Supervisor Paula Mahan, who is seeking her seventh two-year office, said while increasing the money spent on roads sounds nice it just isn’t feasible. She also accused Scaringe of “not understanding the budget.”
“I don’t know where he is going to get that extra money,” she said. “The budget is very structured, and very conservative. We spend about $2.5 million a year on paving and the only place you will find extra money is if you lay people off like police or EMS and I would not advise doing that.”
She said every 1 percent tax increase equals about $250,000 so a $1 million additional expenditure would equal about a 4 percent tax increase.
“We know the budget inside and out and we worked it from near bankruptcy to where it is now. It’s not like you can just find money to do these things,” Mahan said. “If you tell people you can do more, some really critical things would suffer and I don’t think he understands the budget at all. He has never asked about the finances but our controller’s office and our financial people are always available to anyone who has any questions about the budget.”

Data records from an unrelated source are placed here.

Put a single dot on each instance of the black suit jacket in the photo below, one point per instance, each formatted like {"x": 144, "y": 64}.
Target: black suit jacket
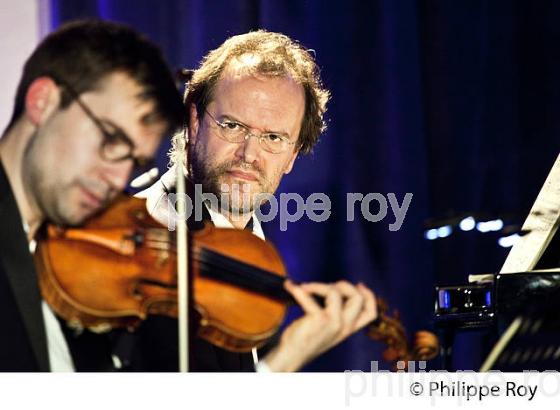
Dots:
{"x": 23, "y": 346}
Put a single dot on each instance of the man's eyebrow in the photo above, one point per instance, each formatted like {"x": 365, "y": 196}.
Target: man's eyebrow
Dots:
{"x": 232, "y": 118}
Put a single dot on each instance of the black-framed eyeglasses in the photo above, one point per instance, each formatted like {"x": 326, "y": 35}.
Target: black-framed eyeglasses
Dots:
{"x": 116, "y": 146}
{"x": 237, "y": 132}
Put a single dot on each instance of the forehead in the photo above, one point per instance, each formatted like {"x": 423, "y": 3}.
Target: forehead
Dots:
{"x": 265, "y": 102}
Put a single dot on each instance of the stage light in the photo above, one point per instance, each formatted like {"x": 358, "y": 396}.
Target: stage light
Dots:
{"x": 490, "y": 226}
{"x": 508, "y": 241}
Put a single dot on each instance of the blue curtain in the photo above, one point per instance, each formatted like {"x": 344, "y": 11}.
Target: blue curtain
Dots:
{"x": 456, "y": 102}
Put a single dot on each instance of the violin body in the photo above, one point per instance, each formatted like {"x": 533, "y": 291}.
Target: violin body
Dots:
{"x": 121, "y": 267}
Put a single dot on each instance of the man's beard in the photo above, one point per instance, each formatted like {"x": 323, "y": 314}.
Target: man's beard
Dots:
{"x": 236, "y": 198}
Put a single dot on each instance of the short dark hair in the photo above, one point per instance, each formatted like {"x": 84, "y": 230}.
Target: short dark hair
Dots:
{"x": 277, "y": 55}
{"x": 84, "y": 52}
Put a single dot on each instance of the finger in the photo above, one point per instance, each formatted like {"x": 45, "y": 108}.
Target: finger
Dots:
{"x": 302, "y": 297}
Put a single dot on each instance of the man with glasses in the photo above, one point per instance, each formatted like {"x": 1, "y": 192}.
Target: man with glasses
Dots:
{"x": 253, "y": 105}
{"x": 93, "y": 103}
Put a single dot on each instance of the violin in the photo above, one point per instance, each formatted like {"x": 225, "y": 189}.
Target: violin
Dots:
{"x": 120, "y": 267}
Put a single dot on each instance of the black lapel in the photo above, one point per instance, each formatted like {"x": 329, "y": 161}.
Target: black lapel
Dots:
{"x": 20, "y": 271}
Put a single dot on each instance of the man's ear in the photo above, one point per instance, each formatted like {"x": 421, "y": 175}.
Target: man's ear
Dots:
{"x": 194, "y": 123}
{"x": 290, "y": 165}
{"x": 41, "y": 100}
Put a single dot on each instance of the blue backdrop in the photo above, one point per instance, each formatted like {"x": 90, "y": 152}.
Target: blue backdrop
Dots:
{"x": 456, "y": 102}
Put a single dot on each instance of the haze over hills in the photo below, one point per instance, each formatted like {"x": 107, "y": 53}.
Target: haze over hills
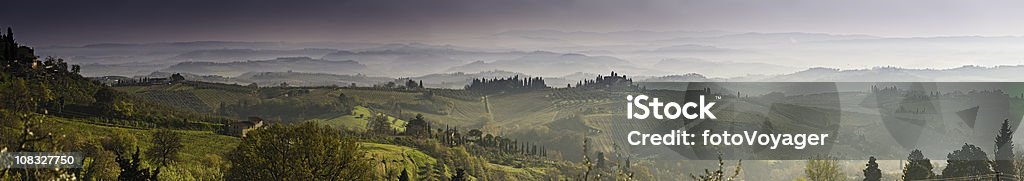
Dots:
{"x": 717, "y": 55}
{"x": 303, "y": 64}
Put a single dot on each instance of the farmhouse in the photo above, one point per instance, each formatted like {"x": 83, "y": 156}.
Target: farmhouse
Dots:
{"x": 242, "y": 128}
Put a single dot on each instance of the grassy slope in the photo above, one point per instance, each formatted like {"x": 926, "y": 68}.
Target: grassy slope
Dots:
{"x": 200, "y": 146}
{"x": 387, "y": 155}
{"x": 354, "y": 122}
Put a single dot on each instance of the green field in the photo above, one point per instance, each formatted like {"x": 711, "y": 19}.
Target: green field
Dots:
{"x": 356, "y": 121}
{"x": 201, "y": 147}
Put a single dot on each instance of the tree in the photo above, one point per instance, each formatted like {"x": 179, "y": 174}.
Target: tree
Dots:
{"x": 871, "y": 173}
{"x": 719, "y": 174}
{"x": 403, "y": 176}
{"x": 379, "y": 123}
{"x": 177, "y": 78}
{"x": 460, "y": 175}
{"x": 303, "y": 151}
{"x": 969, "y": 161}
{"x": 132, "y": 170}
{"x": 824, "y": 168}
{"x": 1005, "y": 150}
{"x": 166, "y": 145}
{"x": 474, "y": 135}
{"x": 104, "y": 101}
{"x": 418, "y": 126}
{"x": 918, "y": 167}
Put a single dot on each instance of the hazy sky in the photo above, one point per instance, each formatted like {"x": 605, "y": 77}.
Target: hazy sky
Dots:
{"x": 75, "y": 23}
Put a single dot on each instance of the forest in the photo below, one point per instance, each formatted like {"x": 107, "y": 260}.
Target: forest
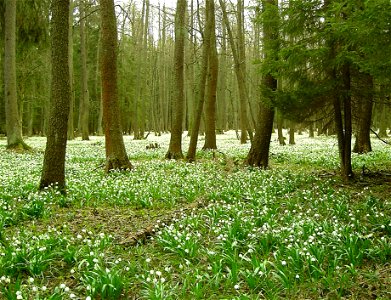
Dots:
{"x": 195, "y": 149}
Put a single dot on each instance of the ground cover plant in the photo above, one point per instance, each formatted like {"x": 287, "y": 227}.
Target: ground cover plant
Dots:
{"x": 207, "y": 230}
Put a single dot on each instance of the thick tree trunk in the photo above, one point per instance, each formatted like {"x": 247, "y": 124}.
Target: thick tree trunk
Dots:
{"x": 13, "y": 122}
{"x": 239, "y": 67}
{"x": 116, "y": 158}
{"x": 210, "y": 105}
{"x": 53, "y": 170}
{"x": 175, "y": 147}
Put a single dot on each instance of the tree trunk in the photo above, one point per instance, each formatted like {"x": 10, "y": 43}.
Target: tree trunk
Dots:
{"x": 191, "y": 153}
{"x": 239, "y": 71}
{"x": 85, "y": 96}
{"x": 259, "y": 152}
{"x": 116, "y": 157}
{"x": 13, "y": 122}
{"x": 210, "y": 105}
{"x": 175, "y": 147}
{"x": 292, "y": 133}
{"x": 383, "y": 112}
{"x": 344, "y": 124}
{"x": 53, "y": 170}
{"x": 281, "y": 138}
{"x": 71, "y": 129}
{"x": 364, "y": 116}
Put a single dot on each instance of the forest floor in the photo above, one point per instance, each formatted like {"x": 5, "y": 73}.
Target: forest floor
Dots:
{"x": 213, "y": 229}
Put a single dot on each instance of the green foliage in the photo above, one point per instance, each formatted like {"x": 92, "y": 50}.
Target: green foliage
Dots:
{"x": 280, "y": 233}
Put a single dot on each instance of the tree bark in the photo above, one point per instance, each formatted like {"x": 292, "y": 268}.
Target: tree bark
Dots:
{"x": 239, "y": 71}
{"x": 13, "y": 122}
{"x": 210, "y": 105}
{"x": 259, "y": 152}
{"x": 175, "y": 147}
{"x": 85, "y": 96}
{"x": 53, "y": 170}
{"x": 191, "y": 153}
{"x": 364, "y": 113}
{"x": 116, "y": 157}
{"x": 71, "y": 129}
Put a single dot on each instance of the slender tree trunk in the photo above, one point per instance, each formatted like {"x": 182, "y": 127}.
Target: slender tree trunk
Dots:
{"x": 239, "y": 70}
{"x": 292, "y": 133}
{"x": 175, "y": 147}
{"x": 85, "y": 96}
{"x": 191, "y": 153}
{"x": 71, "y": 129}
{"x": 13, "y": 122}
{"x": 210, "y": 105}
{"x": 116, "y": 157}
{"x": 222, "y": 85}
{"x": 281, "y": 138}
{"x": 383, "y": 113}
{"x": 259, "y": 152}
{"x": 53, "y": 170}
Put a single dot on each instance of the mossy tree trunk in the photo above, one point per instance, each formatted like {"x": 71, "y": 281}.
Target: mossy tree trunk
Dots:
{"x": 116, "y": 157}
{"x": 258, "y": 155}
{"x": 364, "y": 113}
{"x": 84, "y": 95}
{"x": 53, "y": 171}
{"x": 175, "y": 147}
{"x": 13, "y": 122}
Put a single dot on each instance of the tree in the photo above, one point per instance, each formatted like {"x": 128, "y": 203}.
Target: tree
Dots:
{"x": 116, "y": 157}
{"x": 239, "y": 65}
{"x": 71, "y": 134}
{"x": 13, "y": 121}
{"x": 210, "y": 105}
{"x": 53, "y": 170}
{"x": 259, "y": 152}
{"x": 175, "y": 147}
{"x": 191, "y": 153}
{"x": 84, "y": 95}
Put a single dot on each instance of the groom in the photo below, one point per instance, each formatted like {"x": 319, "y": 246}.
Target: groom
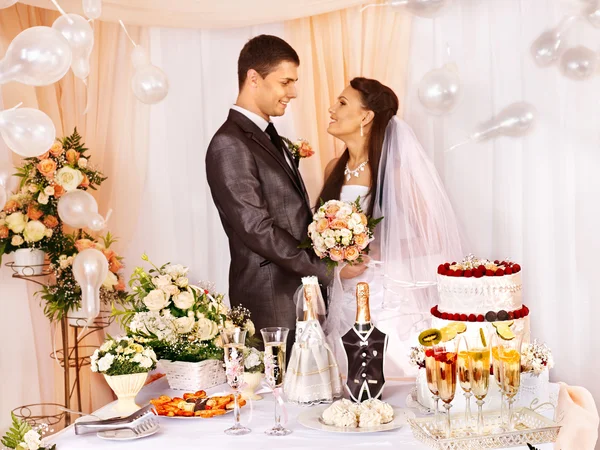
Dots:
{"x": 258, "y": 190}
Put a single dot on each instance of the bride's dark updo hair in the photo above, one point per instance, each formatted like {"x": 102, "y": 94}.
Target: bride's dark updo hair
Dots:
{"x": 384, "y": 103}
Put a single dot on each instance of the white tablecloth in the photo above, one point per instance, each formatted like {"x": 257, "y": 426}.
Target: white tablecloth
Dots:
{"x": 208, "y": 433}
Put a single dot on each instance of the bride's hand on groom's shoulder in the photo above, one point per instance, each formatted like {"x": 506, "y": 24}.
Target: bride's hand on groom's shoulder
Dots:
{"x": 354, "y": 270}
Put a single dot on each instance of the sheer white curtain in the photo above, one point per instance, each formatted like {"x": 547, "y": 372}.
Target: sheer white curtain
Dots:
{"x": 533, "y": 199}
{"x": 178, "y": 220}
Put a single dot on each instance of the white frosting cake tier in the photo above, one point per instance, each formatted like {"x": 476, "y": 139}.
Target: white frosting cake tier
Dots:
{"x": 480, "y": 295}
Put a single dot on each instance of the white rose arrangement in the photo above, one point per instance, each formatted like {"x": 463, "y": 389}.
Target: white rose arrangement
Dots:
{"x": 123, "y": 357}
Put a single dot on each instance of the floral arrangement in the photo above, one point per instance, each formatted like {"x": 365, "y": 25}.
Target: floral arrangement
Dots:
{"x": 64, "y": 294}
{"x": 253, "y": 360}
{"x": 179, "y": 320}
{"x": 340, "y": 231}
{"x": 30, "y": 217}
{"x": 416, "y": 357}
{"x": 300, "y": 148}
{"x": 123, "y": 357}
{"x": 536, "y": 358}
{"x": 21, "y": 436}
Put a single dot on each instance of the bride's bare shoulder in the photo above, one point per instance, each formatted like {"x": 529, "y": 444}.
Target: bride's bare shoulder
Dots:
{"x": 330, "y": 165}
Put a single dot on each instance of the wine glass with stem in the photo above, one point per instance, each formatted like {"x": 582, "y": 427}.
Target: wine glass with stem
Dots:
{"x": 233, "y": 345}
{"x": 275, "y": 339}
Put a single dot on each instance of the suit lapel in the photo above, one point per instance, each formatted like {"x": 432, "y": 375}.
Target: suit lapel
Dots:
{"x": 259, "y": 136}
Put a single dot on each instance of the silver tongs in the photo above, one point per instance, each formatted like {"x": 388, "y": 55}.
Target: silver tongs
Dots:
{"x": 93, "y": 426}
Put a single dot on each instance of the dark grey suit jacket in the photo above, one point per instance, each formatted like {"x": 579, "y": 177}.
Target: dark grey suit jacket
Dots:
{"x": 265, "y": 212}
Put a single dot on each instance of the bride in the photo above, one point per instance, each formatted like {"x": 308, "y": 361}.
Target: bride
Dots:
{"x": 386, "y": 167}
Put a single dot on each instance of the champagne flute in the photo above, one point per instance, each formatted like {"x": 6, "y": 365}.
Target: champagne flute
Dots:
{"x": 445, "y": 358}
{"x": 430, "y": 372}
{"x": 464, "y": 377}
{"x": 479, "y": 369}
{"x": 233, "y": 345}
{"x": 510, "y": 366}
{"x": 275, "y": 348}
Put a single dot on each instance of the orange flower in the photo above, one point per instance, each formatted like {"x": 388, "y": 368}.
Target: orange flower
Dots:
{"x": 114, "y": 265}
{"x": 322, "y": 225}
{"x": 58, "y": 191}
{"x": 361, "y": 240}
{"x": 56, "y": 149}
{"x": 47, "y": 167}
{"x": 338, "y": 224}
{"x": 336, "y": 254}
{"x": 83, "y": 244}
{"x": 332, "y": 210}
{"x": 351, "y": 253}
{"x": 33, "y": 212}
{"x": 72, "y": 156}
{"x": 50, "y": 221}
{"x": 11, "y": 206}
{"x": 85, "y": 182}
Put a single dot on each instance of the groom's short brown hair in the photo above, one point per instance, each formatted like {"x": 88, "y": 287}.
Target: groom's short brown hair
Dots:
{"x": 264, "y": 53}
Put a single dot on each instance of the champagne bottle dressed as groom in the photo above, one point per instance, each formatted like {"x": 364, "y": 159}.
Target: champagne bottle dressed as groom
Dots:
{"x": 365, "y": 348}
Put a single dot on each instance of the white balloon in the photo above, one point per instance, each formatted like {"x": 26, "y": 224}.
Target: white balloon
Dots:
{"x": 3, "y": 196}
{"x": 90, "y": 269}
{"x": 439, "y": 90}
{"x": 421, "y": 8}
{"x": 150, "y": 84}
{"x": 76, "y": 208}
{"x": 7, "y": 3}
{"x": 78, "y": 32}
{"x": 92, "y": 8}
{"x": 27, "y": 132}
{"x": 579, "y": 63}
{"x": 37, "y": 56}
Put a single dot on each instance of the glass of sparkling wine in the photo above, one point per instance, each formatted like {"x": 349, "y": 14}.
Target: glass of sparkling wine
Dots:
{"x": 275, "y": 359}
{"x": 510, "y": 367}
{"x": 233, "y": 345}
{"x": 479, "y": 370}
{"x": 445, "y": 359}
{"x": 430, "y": 371}
{"x": 464, "y": 377}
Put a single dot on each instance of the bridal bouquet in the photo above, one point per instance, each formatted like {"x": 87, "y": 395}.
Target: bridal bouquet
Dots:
{"x": 340, "y": 231}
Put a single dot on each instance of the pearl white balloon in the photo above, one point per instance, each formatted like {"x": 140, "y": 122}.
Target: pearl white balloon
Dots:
{"x": 27, "y": 132}
{"x": 37, "y": 56}
{"x": 421, "y": 8}
{"x": 92, "y": 8}
{"x": 76, "y": 208}
{"x": 80, "y": 35}
{"x": 579, "y": 63}
{"x": 439, "y": 90}
{"x": 149, "y": 84}
{"x": 90, "y": 269}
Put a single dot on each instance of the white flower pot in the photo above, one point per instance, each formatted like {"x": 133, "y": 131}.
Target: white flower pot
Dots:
{"x": 126, "y": 387}
{"x": 29, "y": 261}
{"x": 251, "y": 382}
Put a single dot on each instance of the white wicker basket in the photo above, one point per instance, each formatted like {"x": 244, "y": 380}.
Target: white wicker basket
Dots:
{"x": 191, "y": 377}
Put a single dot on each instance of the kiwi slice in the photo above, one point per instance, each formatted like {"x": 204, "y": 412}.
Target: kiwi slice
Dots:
{"x": 430, "y": 337}
{"x": 448, "y": 333}
{"x": 505, "y": 332}
{"x": 460, "y": 327}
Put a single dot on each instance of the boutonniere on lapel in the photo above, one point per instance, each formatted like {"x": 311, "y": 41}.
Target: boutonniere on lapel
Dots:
{"x": 299, "y": 149}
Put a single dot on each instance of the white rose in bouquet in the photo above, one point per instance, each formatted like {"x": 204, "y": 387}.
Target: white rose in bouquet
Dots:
{"x": 16, "y": 222}
{"x": 184, "y": 324}
{"x": 156, "y": 300}
{"x": 184, "y": 300}
{"x": 69, "y": 178}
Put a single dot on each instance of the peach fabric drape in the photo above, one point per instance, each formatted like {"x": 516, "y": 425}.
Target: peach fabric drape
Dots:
{"x": 333, "y": 49}
{"x": 115, "y": 130}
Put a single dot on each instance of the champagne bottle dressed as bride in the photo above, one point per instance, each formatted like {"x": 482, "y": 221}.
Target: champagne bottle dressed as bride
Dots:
{"x": 365, "y": 348}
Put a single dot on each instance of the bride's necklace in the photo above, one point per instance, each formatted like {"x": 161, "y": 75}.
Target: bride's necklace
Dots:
{"x": 361, "y": 168}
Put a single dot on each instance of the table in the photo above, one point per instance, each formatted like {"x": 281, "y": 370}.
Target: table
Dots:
{"x": 208, "y": 433}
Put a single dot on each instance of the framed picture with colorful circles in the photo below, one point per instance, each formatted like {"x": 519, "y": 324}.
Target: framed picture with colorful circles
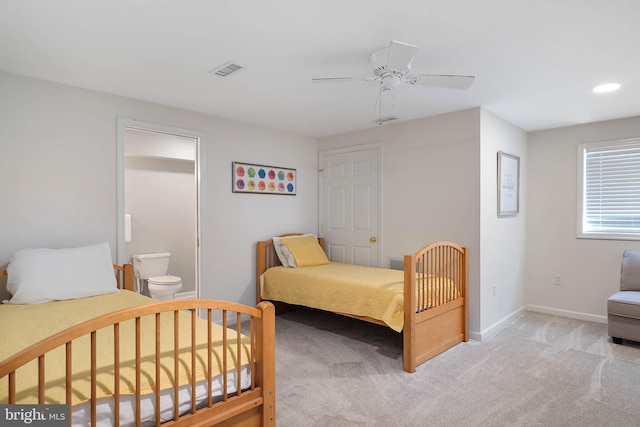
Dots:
{"x": 262, "y": 179}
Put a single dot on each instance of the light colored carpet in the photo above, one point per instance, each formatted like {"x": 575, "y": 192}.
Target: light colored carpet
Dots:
{"x": 539, "y": 370}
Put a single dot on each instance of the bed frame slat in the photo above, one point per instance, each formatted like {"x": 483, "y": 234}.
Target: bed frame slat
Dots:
{"x": 254, "y": 406}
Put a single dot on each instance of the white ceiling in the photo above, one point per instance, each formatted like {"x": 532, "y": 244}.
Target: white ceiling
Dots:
{"x": 535, "y": 61}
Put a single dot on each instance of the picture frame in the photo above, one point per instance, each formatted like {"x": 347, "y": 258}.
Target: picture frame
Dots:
{"x": 263, "y": 179}
{"x": 508, "y": 184}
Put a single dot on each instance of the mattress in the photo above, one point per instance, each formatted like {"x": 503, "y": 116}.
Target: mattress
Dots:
{"x": 352, "y": 289}
{"x": 343, "y": 288}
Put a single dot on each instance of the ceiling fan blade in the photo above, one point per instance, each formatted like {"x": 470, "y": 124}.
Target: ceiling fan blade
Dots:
{"x": 342, "y": 79}
{"x": 400, "y": 56}
{"x": 446, "y": 81}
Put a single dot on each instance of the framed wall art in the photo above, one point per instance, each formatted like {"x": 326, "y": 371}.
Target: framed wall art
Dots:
{"x": 263, "y": 179}
{"x": 508, "y": 184}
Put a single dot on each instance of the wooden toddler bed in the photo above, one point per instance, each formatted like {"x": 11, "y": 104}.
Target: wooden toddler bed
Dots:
{"x": 426, "y": 301}
{"x": 113, "y": 358}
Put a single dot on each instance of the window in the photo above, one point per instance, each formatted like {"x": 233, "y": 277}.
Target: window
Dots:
{"x": 609, "y": 190}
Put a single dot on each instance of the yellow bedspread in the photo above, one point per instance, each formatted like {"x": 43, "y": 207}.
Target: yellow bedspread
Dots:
{"x": 344, "y": 288}
{"x": 23, "y": 325}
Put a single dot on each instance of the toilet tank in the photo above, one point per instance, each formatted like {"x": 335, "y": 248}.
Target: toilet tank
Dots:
{"x": 151, "y": 265}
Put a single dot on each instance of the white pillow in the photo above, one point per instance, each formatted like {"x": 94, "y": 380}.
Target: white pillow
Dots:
{"x": 36, "y": 276}
{"x": 284, "y": 254}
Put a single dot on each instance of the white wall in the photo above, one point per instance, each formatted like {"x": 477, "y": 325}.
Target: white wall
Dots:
{"x": 431, "y": 186}
{"x": 589, "y": 268}
{"x": 58, "y": 169}
{"x": 502, "y": 239}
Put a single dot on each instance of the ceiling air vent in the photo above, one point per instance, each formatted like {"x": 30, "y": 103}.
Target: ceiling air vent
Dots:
{"x": 226, "y": 69}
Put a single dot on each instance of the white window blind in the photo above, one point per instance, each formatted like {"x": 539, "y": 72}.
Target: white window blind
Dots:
{"x": 611, "y": 189}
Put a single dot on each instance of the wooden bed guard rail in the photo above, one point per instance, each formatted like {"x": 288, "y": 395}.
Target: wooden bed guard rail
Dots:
{"x": 256, "y": 403}
{"x": 435, "y": 297}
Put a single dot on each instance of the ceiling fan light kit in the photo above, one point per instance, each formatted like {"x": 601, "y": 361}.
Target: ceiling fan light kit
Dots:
{"x": 391, "y": 67}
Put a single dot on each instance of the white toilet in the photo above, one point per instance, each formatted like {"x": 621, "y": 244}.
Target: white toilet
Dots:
{"x": 153, "y": 268}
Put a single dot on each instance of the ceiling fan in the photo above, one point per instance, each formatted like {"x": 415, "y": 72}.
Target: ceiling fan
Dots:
{"x": 391, "y": 66}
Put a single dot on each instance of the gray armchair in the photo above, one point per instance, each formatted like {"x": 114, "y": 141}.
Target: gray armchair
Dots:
{"x": 623, "y": 308}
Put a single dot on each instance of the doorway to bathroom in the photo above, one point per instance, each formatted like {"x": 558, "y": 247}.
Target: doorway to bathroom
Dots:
{"x": 159, "y": 199}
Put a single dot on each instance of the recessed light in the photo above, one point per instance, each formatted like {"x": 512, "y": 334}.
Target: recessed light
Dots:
{"x": 607, "y": 87}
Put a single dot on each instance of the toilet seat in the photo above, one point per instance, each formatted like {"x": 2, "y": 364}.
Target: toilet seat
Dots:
{"x": 164, "y": 280}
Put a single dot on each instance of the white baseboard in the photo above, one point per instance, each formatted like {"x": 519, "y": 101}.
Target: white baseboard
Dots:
{"x": 186, "y": 295}
{"x": 496, "y": 327}
{"x": 566, "y": 313}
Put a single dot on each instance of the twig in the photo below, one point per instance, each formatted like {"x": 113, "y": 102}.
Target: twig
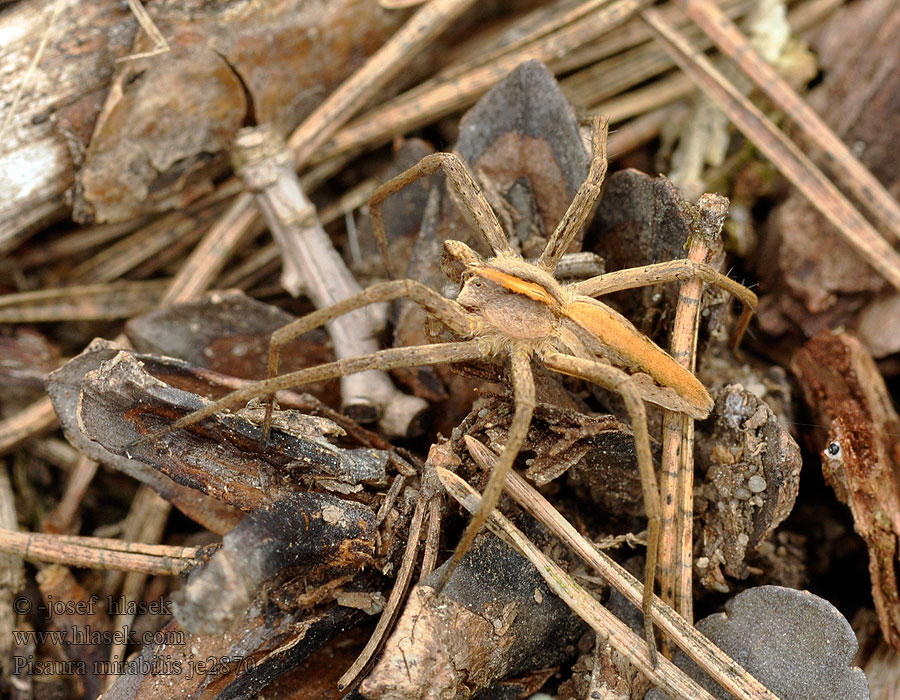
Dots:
{"x": 311, "y": 262}
{"x": 843, "y": 166}
{"x": 99, "y": 553}
{"x": 606, "y": 625}
{"x": 89, "y": 302}
{"x": 786, "y": 156}
{"x": 723, "y": 669}
{"x": 677, "y": 463}
{"x": 439, "y": 97}
{"x": 398, "y": 593}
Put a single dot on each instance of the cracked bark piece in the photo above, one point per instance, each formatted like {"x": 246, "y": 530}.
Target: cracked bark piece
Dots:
{"x": 64, "y": 388}
{"x": 317, "y": 536}
{"x": 238, "y": 664}
{"x": 229, "y": 332}
{"x": 796, "y": 644}
{"x": 170, "y": 119}
{"x": 860, "y": 454}
{"x": 495, "y": 618}
{"x": 224, "y": 456}
{"x": 751, "y": 482}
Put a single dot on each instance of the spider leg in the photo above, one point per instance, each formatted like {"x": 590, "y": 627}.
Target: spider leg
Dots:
{"x": 391, "y": 358}
{"x": 448, "y": 311}
{"x": 617, "y": 380}
{"x": 672, "y": 271}
{"x": 468, "y": 195}
{"x": 584, "y": 200}
{"x": 524, "y": 394}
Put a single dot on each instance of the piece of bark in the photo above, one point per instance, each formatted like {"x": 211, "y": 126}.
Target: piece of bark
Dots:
{"x": 59, "y": 105}
{"x": 812, "y": 279}
{"x": 752, "y": 477}
{"x": 319, "y": 537}
{"x": 64, "y": 387}
{"x": 223, "y": 456}
{"x": 238, "y": 664}
{"x": 495, "y": 618}
{"x": 170, "y": 119}
{"x": 860, "y": 454}
{"x": 229, "y": 332}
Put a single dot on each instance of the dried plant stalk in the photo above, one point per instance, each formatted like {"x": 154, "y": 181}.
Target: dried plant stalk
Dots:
{"x": 100, "y": 553}
{"x": 786, "y": 156}
{"x": 677, "y": 467}
{"x": 607, "y": 626}
{"x": 846, "y": 168}
{"x": 707, "y": 655}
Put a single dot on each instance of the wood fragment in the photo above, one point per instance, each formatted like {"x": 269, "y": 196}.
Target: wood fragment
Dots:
{"x": 861, "y": 454}
{"x": 98, "y": 555}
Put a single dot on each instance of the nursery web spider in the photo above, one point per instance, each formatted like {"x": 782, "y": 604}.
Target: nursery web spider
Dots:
{"x": 515, "y": 309}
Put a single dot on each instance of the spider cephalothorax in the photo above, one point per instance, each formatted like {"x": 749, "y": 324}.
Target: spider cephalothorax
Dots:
{"x": 513, "y": 310}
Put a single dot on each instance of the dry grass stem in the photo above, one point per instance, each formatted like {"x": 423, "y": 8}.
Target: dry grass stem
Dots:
{"x": 783, "y": 153}
{"x": 844, "y": 167}
{"x": 606, "y": 625}
{"x": 99, "y": 553}
{"x": 677, "y": 463}
{"x": 709, "y": 657}
{"x": 311, "y": 263}
{"x": 63, "y": 516}
{"x": 439, "y": 97}
{"x": 396, "y": 598}
{"x": 160, "y": 45}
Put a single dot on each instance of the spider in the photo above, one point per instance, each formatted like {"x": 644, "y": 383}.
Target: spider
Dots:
{"x": 512, "y": 309}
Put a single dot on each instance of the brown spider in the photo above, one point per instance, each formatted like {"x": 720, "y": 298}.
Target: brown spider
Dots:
{"x": 515, "y": 309}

Jack Cunningham, the Department of Public Works commissioner said taking money out of GEIS mitigation funds may “sound great” but it’s not only not practical, it’s illegal as it stands now.
“The whole point of the GEIS is to predict the infrastructure necessary to support future development in those areas,” he said. “As people come into the area, they pay into the GEIS and how much that is is pre-determined within the scope of the GEIS.”
Mitigation fees are formulaic, he said, and based on those infrastructure needs within the GEIS. To take money out of it would require modification the GEIS documents from a legal and engineering standpoint.
Right now the town paves between 10 and 12 miles of roads per year at a cost of about $2.5 million. Which ones get re-paved are on an as needed basis. Depending on the volume of traffic some roads can last a decade of 15 years and some more than 25 years. While there are some 83,000 residents living in town, there are some 250,000 who commute through it on a daily basis.
There are about 320 miles of road the town is responsible for maintaining with more added each year. As developers add subdivisions and other structures, often times a new road is built and deeded to the town once the project is complete. Paving money comes from the town budget as well as federal and state funding. A portion of the gasoline tax every New Yorker pays is earmarked to help municipalities to pave roads.
Scaringe said he would “appoint professional construction and engineering staff to oversee the DPW, and prepare a plan to utilize greater volume procurement savings with local municipalities and recommend new policies to establish both “catch up and sustainable long term road and infrastructure funding.”
“Accepting roads without a funded maintenance program is like adding spending to the national debt, creating liabilities that future generations will bear; I won’t do it,” he said.